В гостиной стоит только большой телевизор, над которым висит огромная хрустальная люстра, похожая на шапку ледника, пробившего потолок. На ее фоне телевизор выглядит не современным техническим устройством, а ящиком Пандоры. Даже голоса из динамиков, звучащие за шесть тысяч миль, кажутся какими-то потусторонними, будто вопли призраков, пытающихся вырваться из ада. Маленький экран показывает кирпичное помещение с низким потолком, забитое людьми. Вспышки фотоаппаратов, взволнованные голоса, атмосфера нервного ожидания — напряжение столь велико, что его, кажется, можно потрогать рукой.

Диктор продолжает говорить, но Мельхиора интересует лишь то, что на экране. Гул голосов становится громче, вспышки камер не прекращаются, а из тени появляется Каспар. Руки в наручниках спереди, волосы спутаны, на лбу синяки, губа разбита. Он идет очень медленно, будто не в себе. За правый локоть его держит мужчина в белом, за левый — в черном.
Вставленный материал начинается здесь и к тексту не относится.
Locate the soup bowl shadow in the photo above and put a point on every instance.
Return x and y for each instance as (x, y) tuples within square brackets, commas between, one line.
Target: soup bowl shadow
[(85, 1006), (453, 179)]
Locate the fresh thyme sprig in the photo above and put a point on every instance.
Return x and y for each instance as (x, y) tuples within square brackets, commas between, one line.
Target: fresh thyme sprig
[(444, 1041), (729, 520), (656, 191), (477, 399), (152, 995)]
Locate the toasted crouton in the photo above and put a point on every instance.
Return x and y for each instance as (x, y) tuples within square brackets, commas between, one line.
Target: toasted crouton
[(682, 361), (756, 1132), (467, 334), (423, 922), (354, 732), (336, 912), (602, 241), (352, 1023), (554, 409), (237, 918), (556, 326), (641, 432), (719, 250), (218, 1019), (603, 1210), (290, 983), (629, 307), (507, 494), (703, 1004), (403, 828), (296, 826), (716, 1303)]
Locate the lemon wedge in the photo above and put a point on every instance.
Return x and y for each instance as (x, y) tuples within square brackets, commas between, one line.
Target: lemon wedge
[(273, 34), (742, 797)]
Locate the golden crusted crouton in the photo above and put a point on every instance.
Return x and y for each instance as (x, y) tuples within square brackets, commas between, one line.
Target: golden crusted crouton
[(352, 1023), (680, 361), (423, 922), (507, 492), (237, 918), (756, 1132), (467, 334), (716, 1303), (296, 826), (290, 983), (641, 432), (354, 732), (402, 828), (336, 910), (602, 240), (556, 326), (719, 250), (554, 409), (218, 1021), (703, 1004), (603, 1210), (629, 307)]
Они похожи на ангелов-великанов, нависших над душой маленького мальчишки.

— Это полицейский участок, — говорит Ивелич. — Какого черта…

— Смотри! — Мельхиор указывает пальцем в правый угол экрана, где происходит какое-то движение. Шум перекрывает голос репортера:

— Вы можете сказать что-нибудь в свое оправдание?

Звучит выстрел. Поднимается крик, но громче всего слышны стоны Каспара. Сопровождающие пытаются его поддержать, но он падает.

— Его застрелили! — восклицает диктор. — Его застрелили!

— Я же говорил, — замечает Мельхиор, выходя из комнаты, — что нам не надо волноваться по его поводу[49].

Провинция Камагуэй, Куба

26 октября 1963 года

Беременность длится очень долго. Одиннадцать месяцев, может быть, даже больше, но будущая мать переносит ее хорошо. Похоже, она совсем не нервничает и успокаивает женщин деревни, которые относятся к ней как к любимой родной дочери, заверяя, что все будет хорошо. Она отказывается от острых блюд, теплого рома и касторового масла, которые те приносят, чтобы ускорить роды. Она говорит, что он родится, когда будет готов, и ни минутой раньше.

И вот теперь он готов.

Лу Гарса стоит в углу комнаты, опираясь на палку. Он пользуется ею более по привычке, чем по необходимости, но сегодня на западном побережье острова набирает силу тропический ураган Изабель и массы холодного влажного воздуха, скопившиеся перед бурей, могут потревожить старую рану. От порывов ветра развеваются занавески, простыни, волосы Наз, но она настояла, чтобы окна оставались открытыми.

Лу расположился так, чтобы ему не было видно, что происходит под простыней, закрывающей Наз ноги, но не спускает глаз с ее лица. Оно необыкновенно. Удивительно безмятежно и прекрасно и напоминает скорее лицо чудесно выспавшейся женщины, чем роженицы при схватках. Одна из женщин, назначившая себя ее abuela[50], вышила ей яркий рисунок на наволочке, и теперь голова Наз лежит на подушке как на разноцветной радуге.

— Empuja[51], — тихо советует акушерка и добавляет: — Еl viene ahora[52].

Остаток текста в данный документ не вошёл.